Cronista do Morro Cronista do Morro lançou seu primeiro single ano passado A MC soteropolitana tem como marca a agressividade musical, evidente em seu pesado single de estreia, Torro (2019). Faz diversas apresentações na cidade, e já participou de shows de luedji luna e vandal. Foi convidada do Afrocidade no trio do afropunk, no carnaval. “Minha conexão com a Afrocidade vem de uma força ancestral, onde sabemos quem somos e nos permitimos evoluir a cada momento; e a música nos permitiu ser mais fortes e unidos. O resultado foi aquele carnaval surpreendente, onde fizemos história, vivemos e mostramos toda nossa existência e cultura”, diz. 

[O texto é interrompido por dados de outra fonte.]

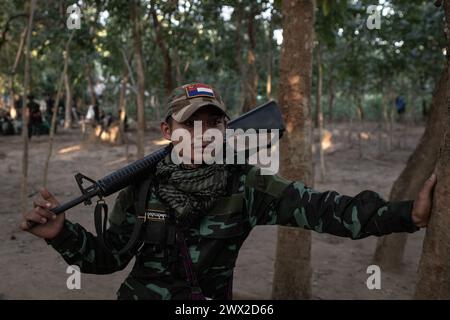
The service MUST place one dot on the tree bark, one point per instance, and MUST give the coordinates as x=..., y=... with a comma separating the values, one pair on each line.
x=160, y=41
x=390, y=249
x=269, y=59
x=68, y=111
x=137, y=45
x=25, y=114
x=331, y=96
x=14, y=67
x=251, y=76
x=319, y=110
x=123, y=107
x=55, y=110
x=434, y=265
x=90, y=82
x=292, y=278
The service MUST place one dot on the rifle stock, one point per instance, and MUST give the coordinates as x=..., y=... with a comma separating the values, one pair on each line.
x=266, y=116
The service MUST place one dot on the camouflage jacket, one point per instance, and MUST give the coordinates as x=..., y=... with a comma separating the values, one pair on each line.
x=214, y=242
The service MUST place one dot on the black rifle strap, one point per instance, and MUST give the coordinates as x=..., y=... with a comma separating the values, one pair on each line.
x=140, y=204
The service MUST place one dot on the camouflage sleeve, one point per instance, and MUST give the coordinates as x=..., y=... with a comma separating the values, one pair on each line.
x=79, y=247
x=275, y=200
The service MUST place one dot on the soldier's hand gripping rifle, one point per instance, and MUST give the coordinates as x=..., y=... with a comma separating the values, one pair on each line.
x=266, y=116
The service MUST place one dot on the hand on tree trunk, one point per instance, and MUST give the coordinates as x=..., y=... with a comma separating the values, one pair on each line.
x=422, y=204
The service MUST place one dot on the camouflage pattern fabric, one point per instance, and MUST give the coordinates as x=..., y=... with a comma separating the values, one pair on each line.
x=214, y=242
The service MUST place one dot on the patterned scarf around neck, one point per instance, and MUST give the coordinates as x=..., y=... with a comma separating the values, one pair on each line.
x=190, y=191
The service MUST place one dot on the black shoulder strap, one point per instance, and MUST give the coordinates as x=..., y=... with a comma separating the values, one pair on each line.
x=142, y=192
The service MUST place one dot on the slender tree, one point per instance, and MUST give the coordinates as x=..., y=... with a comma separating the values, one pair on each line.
x=292, y=278
x=137, y=45
x=25, y=114
x=434, y=266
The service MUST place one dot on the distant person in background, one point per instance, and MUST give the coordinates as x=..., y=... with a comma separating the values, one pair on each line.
x=6, y=123
x=400, y=105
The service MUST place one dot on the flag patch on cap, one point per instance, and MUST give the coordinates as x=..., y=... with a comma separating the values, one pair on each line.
x=199, y=90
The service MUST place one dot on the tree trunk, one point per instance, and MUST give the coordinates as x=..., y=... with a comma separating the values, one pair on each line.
x=292, y=278
x=123, y=107
x=269, y=59
x=434, y=266
x=160, y=41
x=331, y=96
x=251, y=76
x=90, y=82
x=54, y=115
x=137, y=45
x=390, y=249
x=25, y=114
x=319, y=110
x=68, y=111
x=14, y=67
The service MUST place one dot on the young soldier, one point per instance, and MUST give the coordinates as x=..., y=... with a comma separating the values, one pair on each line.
x=197, y=216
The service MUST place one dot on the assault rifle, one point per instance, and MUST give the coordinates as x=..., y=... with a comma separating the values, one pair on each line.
x=265, y=117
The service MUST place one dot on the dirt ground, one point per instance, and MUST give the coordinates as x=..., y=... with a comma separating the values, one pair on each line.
x=30, y=269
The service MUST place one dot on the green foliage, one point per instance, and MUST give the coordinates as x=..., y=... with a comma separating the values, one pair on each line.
x=403, y=57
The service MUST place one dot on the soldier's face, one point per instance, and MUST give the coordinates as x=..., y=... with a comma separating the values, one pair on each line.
x=210, y=119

Rap Nova Era Rap Nova Era: grupo surgiu há dez anos na Cidade de Plástico, no Subúrbio Formado em 2009, na cidade de plástico (hoje comunidade guerreira zeferina), o grupo é o mais “rap raiz” dessa lista. Formado por Ravi Lobo, Moreno e DJ Kbça, lançou no ano passado o eu terceiro registro de estúdio, “Renovação”. Como o próprio título sugere, esse é um marco para  a identidade do grupo. Se antes o objetivo era ressaltar a vivência contínua da violência, principalmente policial, agora a proposta é outra, menos agressiva e muito mais preocupada com a musicalidade. “Conhecemos alguns estados e pessoas que somam muito na nossa trajetória, e que faz isso ser mais que música, é um resgate social”, afirma Ravi Lobo.  TrapFunk&Alivio TrapFunk&Alívio, do Nordeste de Amaralina, cuja marca registrada é a cor verde cana (Foto: Divulgação) Coletivo de DJs do Nordeste de Amaralina que se reuniu, em 2013, a convite de Felipe Pomar, para fazer experimentos desconstruindo as bases do funk e do trap. no ep “Armadilha” (2017), a sonoridade se mistura a letras que dialogam com a verdade nua e crua cotidiana da juventude periférica. aliás, desde que surgiu, o grupo chama atenção pela cor verde cana utilizada pelos seus integrantes. “O verde cana é uma cor que chama atenção, mas na pessoa branca é associada ao sportwear, enquanto no jovem da favela é associado à marginalidade. A gente vem desconstruir essas visões”, diz Alex Ribeiro.